Recently, the China Securities Regulatory Commission (CSRC) officially reply to Dalian Commodity Exchange (DCE) for the preminary approval of the ethylene glycol (EG) futures. It represents a further step toward the official listing and trading of the EG futures.
According to the sources, China is the world’s largest EG consumer. In 2015 China’s EG output totaled 3.916 million tonnes, with 8.772 million tonnes imported and the apparent consumption reaching about 12.667 million tonnes. Measured by the price range in 2015, the size of the spot market amounted to RMB 100 billion. The data indicate that from 2010 to 2015 the average annual fluctuations of EG price stood at 50%, showing fierce volatility.

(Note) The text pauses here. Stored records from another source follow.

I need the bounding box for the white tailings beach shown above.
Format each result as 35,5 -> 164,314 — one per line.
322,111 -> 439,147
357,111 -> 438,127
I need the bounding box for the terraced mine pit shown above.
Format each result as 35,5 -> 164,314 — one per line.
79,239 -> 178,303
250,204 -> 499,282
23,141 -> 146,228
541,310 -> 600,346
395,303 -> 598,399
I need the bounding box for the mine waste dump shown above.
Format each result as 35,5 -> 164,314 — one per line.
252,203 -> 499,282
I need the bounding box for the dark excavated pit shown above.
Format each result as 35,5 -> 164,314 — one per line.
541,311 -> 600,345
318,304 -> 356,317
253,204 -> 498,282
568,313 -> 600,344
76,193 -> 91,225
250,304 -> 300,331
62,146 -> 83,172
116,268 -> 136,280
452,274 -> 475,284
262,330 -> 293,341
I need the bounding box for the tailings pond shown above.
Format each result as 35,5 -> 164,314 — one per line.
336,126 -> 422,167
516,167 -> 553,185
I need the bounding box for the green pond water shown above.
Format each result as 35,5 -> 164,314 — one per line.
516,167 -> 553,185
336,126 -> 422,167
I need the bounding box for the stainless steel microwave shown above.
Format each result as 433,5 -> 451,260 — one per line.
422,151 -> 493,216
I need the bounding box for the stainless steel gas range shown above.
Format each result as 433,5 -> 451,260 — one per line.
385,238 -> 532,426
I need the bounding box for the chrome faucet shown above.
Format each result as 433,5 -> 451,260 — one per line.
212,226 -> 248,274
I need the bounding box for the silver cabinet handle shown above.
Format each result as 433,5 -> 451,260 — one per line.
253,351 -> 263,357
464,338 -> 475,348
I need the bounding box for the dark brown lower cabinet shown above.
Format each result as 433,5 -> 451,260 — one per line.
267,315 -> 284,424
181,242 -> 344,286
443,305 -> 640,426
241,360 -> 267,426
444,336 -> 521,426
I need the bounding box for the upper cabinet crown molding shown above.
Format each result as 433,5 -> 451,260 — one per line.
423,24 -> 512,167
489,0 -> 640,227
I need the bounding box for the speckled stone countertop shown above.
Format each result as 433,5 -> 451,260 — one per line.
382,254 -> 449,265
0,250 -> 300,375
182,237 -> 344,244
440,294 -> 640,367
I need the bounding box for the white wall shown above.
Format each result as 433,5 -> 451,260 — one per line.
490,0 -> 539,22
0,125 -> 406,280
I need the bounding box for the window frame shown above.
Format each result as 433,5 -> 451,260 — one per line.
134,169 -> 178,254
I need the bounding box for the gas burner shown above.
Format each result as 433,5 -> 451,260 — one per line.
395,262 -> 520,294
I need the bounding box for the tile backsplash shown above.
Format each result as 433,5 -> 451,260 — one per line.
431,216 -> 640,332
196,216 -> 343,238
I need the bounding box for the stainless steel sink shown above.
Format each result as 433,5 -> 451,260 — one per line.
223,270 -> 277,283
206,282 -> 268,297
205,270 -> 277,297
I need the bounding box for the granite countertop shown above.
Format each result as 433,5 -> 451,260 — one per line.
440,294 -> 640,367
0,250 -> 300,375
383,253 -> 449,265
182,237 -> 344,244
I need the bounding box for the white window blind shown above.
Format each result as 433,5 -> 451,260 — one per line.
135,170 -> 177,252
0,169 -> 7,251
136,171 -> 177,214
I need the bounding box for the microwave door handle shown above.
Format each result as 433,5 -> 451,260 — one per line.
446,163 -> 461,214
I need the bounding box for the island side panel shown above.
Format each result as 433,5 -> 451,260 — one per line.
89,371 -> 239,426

The industry is strongly calling for the EG futures.
Based on the demand of the market, since 2010, DCE has been tracking and studying the EG product. At present, the contract specification and rules has been drafted.
As early as in 2007, DCE listed the LLDPE futures, China’s first chemical futures product, successively followed by the PVC and PP futures. It now covers the top three of the five major general synthetic resin products.
Like the LLDPE, PP and PVC futures listed on DCE, the EG is also an ethylene derivative, and boasts good foundation of clients on the futures market as the LLDPE and PP producing and trading companies also operate the EG products.